6. Sugar Ray Robinson – World champion (February 14, 1951-July 10, 1951, September 12, 1951-December 1952, December 9, 1955-January 2, 1957, May 1, 1957-September 23, 1957, March 25, 1958-January 22, 1960)
If one was to assemble a list of boxing’s most perfect fighting machines, Robinson would be at the very top. He had an overabundance of speed, reflexes, timing, footwork, power in both hands, ring intelligence and combination punching. But as wonderful a fighter as Robinson was, he wasn’t the most wonderful middleweight champion, especially when it came to consistency. One look at the previous paragraph proves that.
By the time he destroyed Jake LaMotta to win his first 160-pound belt, Robinson was at the tail end of his zenith, a zenith no other fighter could comprehend. That he still had enough in the tank to remain at world-class level for another 10 years speaks to his wondrous skill set but the Robinson that campaigned at 160 wasn’t the Robinson that lit up the welterweight division for the better part of a decade.
Here’s a stunning stat: From the time Robinson beat LaMotta in February 1951 to his final middleweight championship fight in March 1961, Robinson was 23-8-1 with one no-contest overall and just 8-6-1 in middleweight title fights – and three of those wins came against Carl “Bobo” Olson.

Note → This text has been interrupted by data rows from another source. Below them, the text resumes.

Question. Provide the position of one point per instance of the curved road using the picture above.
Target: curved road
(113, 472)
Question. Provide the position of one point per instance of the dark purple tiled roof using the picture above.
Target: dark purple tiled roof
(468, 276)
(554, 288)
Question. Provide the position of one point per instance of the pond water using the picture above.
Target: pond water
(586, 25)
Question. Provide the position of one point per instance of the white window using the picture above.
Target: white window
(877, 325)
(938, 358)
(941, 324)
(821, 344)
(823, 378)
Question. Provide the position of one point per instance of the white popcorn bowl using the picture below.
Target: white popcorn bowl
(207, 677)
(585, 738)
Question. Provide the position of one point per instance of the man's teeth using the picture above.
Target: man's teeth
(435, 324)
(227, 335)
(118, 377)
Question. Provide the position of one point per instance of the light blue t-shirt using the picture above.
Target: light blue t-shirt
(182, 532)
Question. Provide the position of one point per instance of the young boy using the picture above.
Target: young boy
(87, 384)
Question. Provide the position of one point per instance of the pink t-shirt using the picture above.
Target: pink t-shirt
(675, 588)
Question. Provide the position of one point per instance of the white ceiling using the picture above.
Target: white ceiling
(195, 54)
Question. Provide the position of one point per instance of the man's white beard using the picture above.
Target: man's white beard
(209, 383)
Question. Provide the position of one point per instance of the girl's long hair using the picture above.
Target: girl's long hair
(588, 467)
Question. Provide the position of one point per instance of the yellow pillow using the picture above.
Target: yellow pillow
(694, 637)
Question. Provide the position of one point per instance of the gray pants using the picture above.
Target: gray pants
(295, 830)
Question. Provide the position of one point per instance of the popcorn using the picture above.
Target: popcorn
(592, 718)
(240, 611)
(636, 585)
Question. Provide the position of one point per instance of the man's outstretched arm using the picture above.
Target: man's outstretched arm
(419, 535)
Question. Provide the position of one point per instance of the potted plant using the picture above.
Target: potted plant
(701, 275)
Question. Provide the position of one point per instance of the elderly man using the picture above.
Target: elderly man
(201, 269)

Robinson’s presence in the middle of this list is a nod to two realities. On the one glove, he showed a tremendous capacity for bouncing back from adversities – he knocked out Turpin and Fullmer in rematches and outlasted Basilio in THE RING’S 1958 Fight of the Year. Also, three of his six middleweight title losses were split decisions. But on the other glove, he lost more than his share of important fights at middleweight, and on a list like this one that cuts deeply.